Dynamic gas-puff z-pinch implosions are efficient sources of intense x-ray radiation and are of interest for magneto-inertial fusion studies with applied magnetic fields. However, these implosions are susceptible to magneto-Rayleigh-Taylor instabilities (MRTI) which can lead to axially non-uniform implosions, reducing the effective compression ratio and implosion kinetic energy-to-radiation efficiency. Recent observations of triple nozzle gas-puff implosions on the 1 MA, 220 ns COBRA generator at Cornell University 1 , 2 suggest that these implosions are more stable than predicted by linear MRTI theory based on the time-varying acceleration profiles.

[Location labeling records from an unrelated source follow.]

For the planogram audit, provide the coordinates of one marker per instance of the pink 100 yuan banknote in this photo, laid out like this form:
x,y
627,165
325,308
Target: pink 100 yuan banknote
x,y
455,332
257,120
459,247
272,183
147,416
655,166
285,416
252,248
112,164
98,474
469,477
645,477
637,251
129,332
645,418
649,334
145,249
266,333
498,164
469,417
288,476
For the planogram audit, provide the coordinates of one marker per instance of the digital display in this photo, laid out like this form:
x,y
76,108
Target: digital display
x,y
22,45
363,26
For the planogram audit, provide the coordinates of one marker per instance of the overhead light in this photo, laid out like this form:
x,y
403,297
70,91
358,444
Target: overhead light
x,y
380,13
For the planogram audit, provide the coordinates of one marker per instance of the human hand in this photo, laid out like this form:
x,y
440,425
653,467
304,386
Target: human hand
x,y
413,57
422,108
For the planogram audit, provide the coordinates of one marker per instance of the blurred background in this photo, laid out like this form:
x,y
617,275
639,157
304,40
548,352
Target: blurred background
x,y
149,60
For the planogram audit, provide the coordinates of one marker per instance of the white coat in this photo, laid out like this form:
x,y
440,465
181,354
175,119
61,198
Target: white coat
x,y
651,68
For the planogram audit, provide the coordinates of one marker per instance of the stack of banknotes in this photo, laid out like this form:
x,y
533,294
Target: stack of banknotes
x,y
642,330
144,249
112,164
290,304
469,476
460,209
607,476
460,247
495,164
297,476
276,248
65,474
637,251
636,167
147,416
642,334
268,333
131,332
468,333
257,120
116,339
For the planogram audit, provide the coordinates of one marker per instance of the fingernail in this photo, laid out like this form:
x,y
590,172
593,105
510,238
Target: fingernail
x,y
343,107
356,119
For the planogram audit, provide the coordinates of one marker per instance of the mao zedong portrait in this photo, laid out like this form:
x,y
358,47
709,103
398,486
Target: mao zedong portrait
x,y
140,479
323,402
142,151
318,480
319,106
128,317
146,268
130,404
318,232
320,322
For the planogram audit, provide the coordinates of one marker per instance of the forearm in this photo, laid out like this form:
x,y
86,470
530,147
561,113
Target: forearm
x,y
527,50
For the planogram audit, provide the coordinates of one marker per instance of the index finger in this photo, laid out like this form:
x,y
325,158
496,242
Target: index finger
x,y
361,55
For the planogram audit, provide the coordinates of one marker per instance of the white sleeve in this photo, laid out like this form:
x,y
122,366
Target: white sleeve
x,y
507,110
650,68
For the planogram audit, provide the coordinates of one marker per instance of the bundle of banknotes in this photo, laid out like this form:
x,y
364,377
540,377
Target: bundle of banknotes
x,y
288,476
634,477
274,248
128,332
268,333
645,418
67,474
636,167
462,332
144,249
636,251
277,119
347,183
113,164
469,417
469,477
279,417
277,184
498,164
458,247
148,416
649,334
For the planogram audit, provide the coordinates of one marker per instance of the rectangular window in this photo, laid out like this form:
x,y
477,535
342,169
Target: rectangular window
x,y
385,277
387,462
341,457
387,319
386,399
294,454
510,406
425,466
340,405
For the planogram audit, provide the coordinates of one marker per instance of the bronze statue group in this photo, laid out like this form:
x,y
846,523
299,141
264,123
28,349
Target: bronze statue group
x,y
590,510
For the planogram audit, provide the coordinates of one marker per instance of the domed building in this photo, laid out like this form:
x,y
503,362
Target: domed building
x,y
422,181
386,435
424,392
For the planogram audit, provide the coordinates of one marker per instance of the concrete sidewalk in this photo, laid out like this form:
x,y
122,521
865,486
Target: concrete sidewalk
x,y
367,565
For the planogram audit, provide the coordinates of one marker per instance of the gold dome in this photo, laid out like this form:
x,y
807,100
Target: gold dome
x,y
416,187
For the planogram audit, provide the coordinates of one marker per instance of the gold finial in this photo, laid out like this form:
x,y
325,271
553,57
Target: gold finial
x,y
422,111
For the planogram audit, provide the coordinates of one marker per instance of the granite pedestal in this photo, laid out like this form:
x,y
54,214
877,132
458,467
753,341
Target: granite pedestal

Furthermore, the reduced instability growth rates, characterized by effective Atwood numbers much less than one, are observed to depend on gas species and initial fill density. To explore the nature of these differences, detailed Thomson scattering and laser interferometry measurements have been obtained for neon, argon, and krypton gas puffs at various fill densities midway through the implosion. The results reveal two distinct radial profiles for varying initial conditions – a shock-like profile with a sharp discontinuity in density and velocity across the sheath and a snowplow-like profile with a gradual increase in density and velocity across the sheath. Snowplow-like implosions exhibit additional non-thermal broadening of the Thomson scattering spectra in a manner consistent with non-directed hydrodynamic turbulence. These observations suggest that under the appropriate conditions the forward shock may become unstable, resulting in turbulent flow within the imploding plasma sheath. These findings, and implications to the overall implosion stability and performance are presented.